The civilian labor force consists of all civilians (non‐military personnel), 16 years of age or older, who are willing to work and are not incarcerated. The number of people unemployed is determined according to certain criteria. In the U.S., an unemployed person is a member of the civilian labor force who is currently available for work and who has worked less than one hour per week for pay or profit. Furthermore, an unemployed worker must have been actively searching for work during the past month. Workers who are not actively searching for work, referred to as discouraged workers, are not considered a part of the civilian labor force and therefore are not counted among the unemployed.
Frictional unemployment.
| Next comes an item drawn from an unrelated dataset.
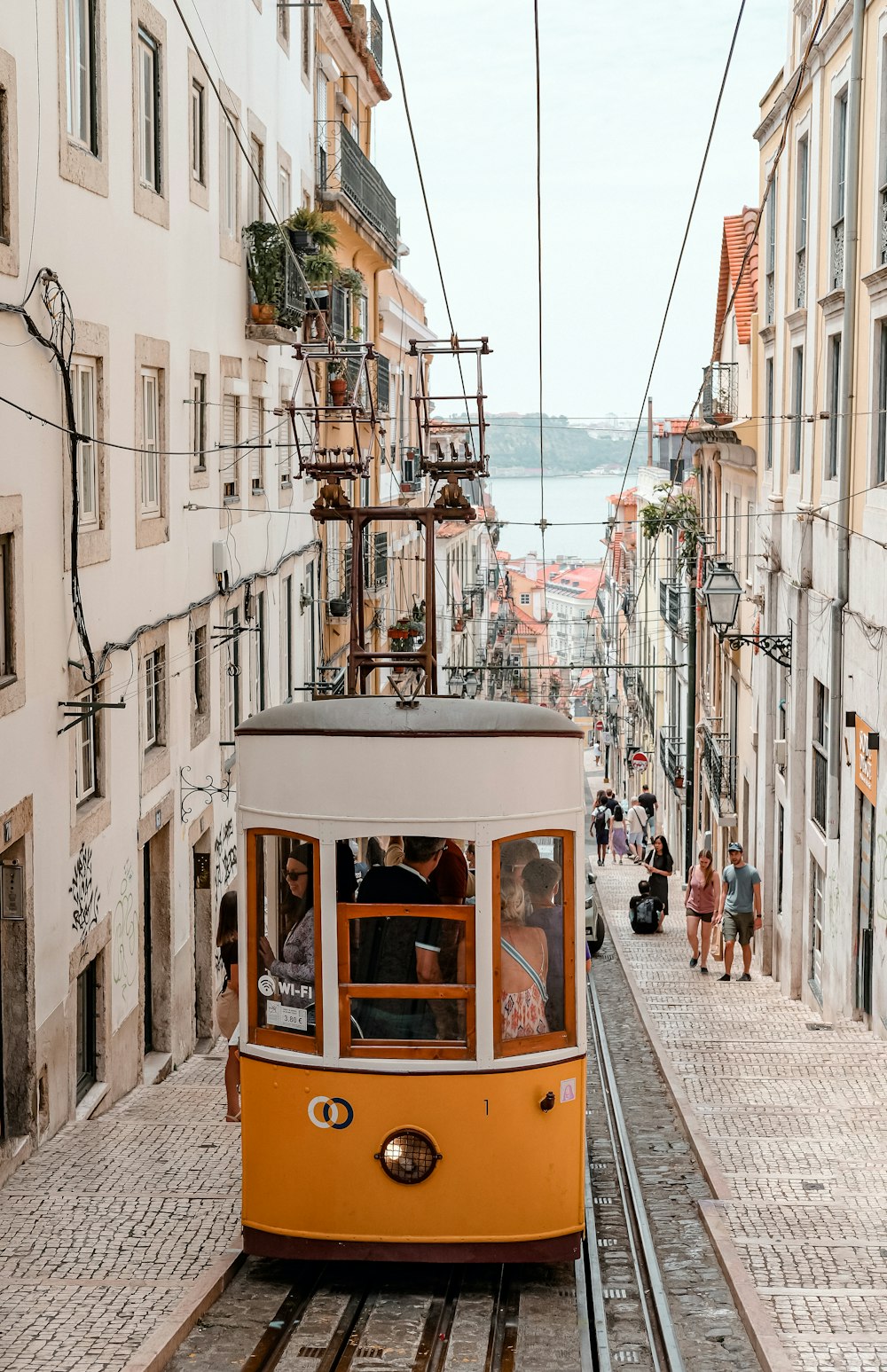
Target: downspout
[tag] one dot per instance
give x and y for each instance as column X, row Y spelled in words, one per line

Frictional unemployment is the term used to describe unemployment that results from difficulties in matching qualified workers with new jobs. Many qualified workers seeking work are not able to find new jobs right away, usually because of a lack of complete information about new job openings. While it is likely that qualified workers will soon be matched with new jobs, these workers are considered frictionally unemployed during the time that they spend searching for their new jobs.
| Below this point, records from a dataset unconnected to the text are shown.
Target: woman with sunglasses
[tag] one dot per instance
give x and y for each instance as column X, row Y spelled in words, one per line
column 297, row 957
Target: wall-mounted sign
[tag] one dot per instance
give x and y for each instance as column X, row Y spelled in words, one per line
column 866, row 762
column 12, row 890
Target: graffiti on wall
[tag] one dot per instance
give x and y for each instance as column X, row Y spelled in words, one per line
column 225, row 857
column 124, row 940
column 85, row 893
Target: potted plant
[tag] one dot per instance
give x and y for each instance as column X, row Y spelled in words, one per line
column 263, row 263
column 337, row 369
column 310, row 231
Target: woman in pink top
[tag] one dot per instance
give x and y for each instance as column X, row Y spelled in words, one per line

Structural unemployment. Structural unemployment results from structural changes in the economy that cause workers to lose jobs. The same structural changes also prevent these workers from obtaining new jobs. Structurally unemployed workers are not qualified for the new job openings that are available, mainly because they lack the education or training needed for the new jobs. Consequently, the structurally unemployed tend to be out of work for long periods of time, usually until they learn the skills needed for the new jobs or until they decide to relocate.